DECISION TO LEAVE di Park Chan-wook (Concorso) – Un detective s’imbatte in un caso apparentemente di suicidio, ma conosciuta la moglie del defunto, oltre a innamorarsene immediatamente, ha la sensazione che possa trattarsi di omicidio, specialmente quando i morti diventano due. Un neo-noir dalla trama intricata, che s’avventura tra legami inattesi e pericolosi, investigazione e erotismo, nel quale Park Chan-wook mostra il lato malinconico affettivo, confusamente mischiato al senso del dovere.  Alcune scelte di regia sono mirabili, come il finale sulla spiaggia. Il senso di smarrimento del protagonista è condiviso con lo spiazzamento continuo nelle inquadrature e negli slittamenti temporali. Alla fine resta il fascino di una storia, che come tutte le storie migliori magari non si comprendono del tutto, ma si capisce di non poterle non amare. Voto: 7.

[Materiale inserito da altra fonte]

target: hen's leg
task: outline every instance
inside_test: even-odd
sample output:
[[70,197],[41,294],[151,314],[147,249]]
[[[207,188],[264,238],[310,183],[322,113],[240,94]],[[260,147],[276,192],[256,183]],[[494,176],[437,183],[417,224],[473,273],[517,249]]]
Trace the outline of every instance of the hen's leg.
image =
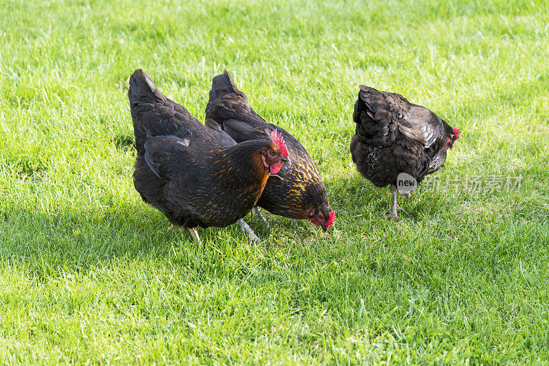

JERRY LEE LEWIS: TROUBLE IN MIND di Ethan Coen (Fuori Concorso) – Una settantina di minuti con uno degli idoli del rock’n’roll, che agita le sue lunghe dita sulla tastiera come farebbe un percussionista. Una rilettura, piuttosto basica e anche un po’ ripetitiva, di una stagione febbrile della creatività musicale, prima della grande e irripetibile ondata degli anni ’60 e, in parte, ’70, attraverso le canzoni e le performance del Killer, come viene soprannominato Jerry Lee Lewis. Ma il film è un po’ riduttivo: si limita a stralci di concerti e interviste dell’epoca, dove del musicista affiorano anche scandali e gesta della sua vita, a cominciare dai suoi 7 matrimoni (alcuni in età precoce, altri con seconde cugine), dalle droghe e disgrazie varie. Voto: 5,5.